Turned up and saw Max. He said the cloudbase was 3400’ and probably rising as the day wears on, so we should be OK – so out to check out the plane. Filled to just over ‘one tick’ on the gauge (four ticks is full). I checked with Max and he confirmed that with us two larger guys, that would be ideal. Usual start-up, taxy and take-off. Again headed to the ‘aerobatics playground’ to the north-easy, not far from Evesham. Base is at 3600’ but opoor horizon as it is fairly ‘high pressure murky’. Usual HASELL check and off we go.
Rolls
First one not so good, but I think due to a mis-understanding. He had told me earlier to pull up to 45 degrees and that is what I was doing checking the wing angle against the horizon. In fact it should be 30 degrees. Tried again with much better results. Now flying alternate left and right rolls so I don’t become ‘handed’ and always favour one side. I am feeling pretty comfortable with simple ballistic rolls now.
Loops
I am now flying all aspect of the loop, including judging when to pull the power. First loop was not great – I saw a clear roll angle relative to the horizon in the inverted. Max thought I had not pulled straight, apparently a common fault. Next loop was better, but we only just ‘got around’ as I didn’t pull hard enough at the start. It was also interesting as at the top of the loop we entered some cloud! The rest of the loops seemed OK. I think I am starting to get there slowly on these.
Stall Turns
First couple were Max doing the throttle and aileron and telling me when to hit the rudders. They went fine. Then as I hoped for, my turn to do the lot, including deciding when to reverse the rudder.

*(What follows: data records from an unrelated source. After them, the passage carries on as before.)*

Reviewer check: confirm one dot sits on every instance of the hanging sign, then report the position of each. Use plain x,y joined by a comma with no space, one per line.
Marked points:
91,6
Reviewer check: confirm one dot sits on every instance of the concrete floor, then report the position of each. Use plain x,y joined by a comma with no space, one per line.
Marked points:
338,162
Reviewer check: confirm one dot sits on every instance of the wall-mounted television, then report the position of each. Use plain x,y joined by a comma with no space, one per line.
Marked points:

Off we went. Hard pull up to the vertical, full power then centralise pitch. Check vertical by reference to the angle of the horizon (such as it is) against the wing. Feed in more right rudder as the slipstream coils tighter around the fuselage with reduced airspeed. Am I out of right rudder? What’s next? Oh yes, hard reverse rudder to full left and simultaneous right aileron. Looking for the point at which the aircraft is horizontal (called ‘knife’), before pulling off the power and centralising controls for the vertical dive back down, then…...
……..WHAP!
I think the aircraft was coming around to ‘knife’ when very suddenly the ground and horizon did something very peculiar as it took a second or so to register with me – all I could think is a rather feeble ‘this isn’t normal!’. The aircraft had stalled part-way through and flicked onto it’s back and in a heartbeat we were nose straight down picking up speed. Before I could figure out what was happening and manfully chicken-out with a ‘you have control’, Max stepped in with an ‘I’ll take it’ and recovered.

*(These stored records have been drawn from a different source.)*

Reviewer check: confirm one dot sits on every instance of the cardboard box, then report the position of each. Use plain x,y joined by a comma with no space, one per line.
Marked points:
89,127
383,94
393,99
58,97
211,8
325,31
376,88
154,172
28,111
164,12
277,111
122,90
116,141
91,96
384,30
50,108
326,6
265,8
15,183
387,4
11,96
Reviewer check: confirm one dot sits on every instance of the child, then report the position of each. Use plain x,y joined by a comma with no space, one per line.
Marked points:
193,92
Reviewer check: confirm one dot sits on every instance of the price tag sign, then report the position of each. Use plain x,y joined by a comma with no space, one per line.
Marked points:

OK – interesting that one!
Max explained that he had done so many stall turns that he found it fairly hard to deliberately cock them up to show students what to do when it goes ‘pear-shaped’, so he thought the best way was to give me a go! Well any time you want help screwing something up Max, just let me know – I’m your man!
Max explained that what had happened is that I was late in reversing the rudder and not quick enough in the reversal. As a result the aircraft had become too slow and had stalled part way around, flopped over on its back and headed vertically down. Max simply closed the throttle and carried out a standard pull to horizontal. I would probably have got there, but not before the aircraft ‘red-lined’!
OK, learned a lot there! I was thinking too hard and running what I was about to do through in my mind first causing me to be too leisurely about the whole thing. I am somewhat comforted by the AOPA book saying that the stall turn was probably the toughest of the basic moves. Well, I have a lot to learn yet, but got some valuable experience from that one.
On the 15 miles back to the airfield, the fuel light started to blink menacingly. Max was fine with it but did say when it went solid red, get a straight in approach and land immediately. As it happened, we were given a standard overhead join as the scheduled flight to the Isle of Man was landing. Max had me carry out a flapless landing what went pretty well, except that the Robin really does not have much room between the relatively slight nose-up flare required and scraping the tail protector, I can tell you!
Again, another good lesson from my point of view, not my performance you understand, but what I have learned.